Dagegen haben wir protestiert. Das hat den rot-roten Sondierungen damals nicht geholfen. Ich gehe davon aus, dass Bodo Ramelow diesmal Ähnliches verhindern wird.

Wäre Ramelow ein guter Ministerpräsident?

Ich fand ihn in den Verhandlungen 2009 schwierig: aufbrausend und nicht berechenbar. Er ist ein guter Redner. Aber wenn er als Ministerpräsident führen will, muss er den Konsens suchen.

Trauen Sie ihm das zu?

Im Moment tut er so staatsmännisch, als ob er schon Ministerpräsident wäre. Er ist als Oppositionsführer leiser geworden. Ob das so bleibt, weiß ich nicht. Deswegen entscheiden sich die Wähler besser für mich.

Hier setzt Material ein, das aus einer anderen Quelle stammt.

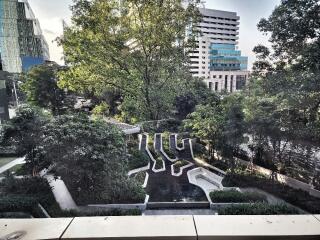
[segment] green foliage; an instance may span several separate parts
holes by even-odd
[[[16,116],[0,132],[0,143],[4,146],[15,146],[16,154],[26,154],[30,173],[36,174],[48,166],[48,161],[35,160],[36,147],[41,142],[42,127],[49,121],[48,114],[29,105],[21,105]]]
[[[210,192],[210,198],[212,202],[215,203],[249,203],[265,201],[265,197],[261,194],[251,192],[243,193],[236,190]]]
[[[97,97],[121,91],[120,115],[128,121],[171,115],[192,78],[184,50],[194,47],[199,1],[187,2],[76,0],[73,25],[60,40],[70,69],[59,85]]]
[[[9,175],[0,182],[0,212],[24,212],[33,217],[45,217],[38,203],[42,204],[49,214],[51,207],[57,204],[45,179],[16,179]]]
[[[92,114],[96,116],[108,116],[109,113],[110,113],[110,107],[105,102],[95,106],[94,109],[92,110]]]
[[[248,173],[228,174],[222,181],[225,187],[255,187],[273,194],[288,203],[300,207],[310,213],[320,212],[319,199],[303,190],[293,189],[285,184],[275,182],[262,175]]]
[[[289,215],[298,213],[295,208],[284,204],[269,205],[267,203],[233,205],[218,210],[219,215]]]
[[[53,63],[35,66],[23,76],[21,85],[30,104],[48,108],[54,114],[61,111],[65,100],[64,91],[57,86],[59,68]]]
[[[139,216],[142,212],[139,209],[110,209],[92,211],[62,211],[60,217],[94,217],[94,216]]]
[[[78,204],[140,202],[144,193],[127,177],[123,133],[103,120],[65,115],[45,125],[38,160],[55,165]]]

Sie klingen skeptisch gegenüber einer rot-roten Koalition. Wäre es denn nicht schön, die CDU in Thüringen nach 24 Jahren an der Regierung mal abzulösen?

Manchmal wünsche ich mir das. Manche CDU-Minister tun so, als würden sie noch immer allein regieren und als wären wir SPD-Minister nur ein Betriebsunfall. Die CDU ist unbeweglich, wir sind dagegen offen für neue Ideen.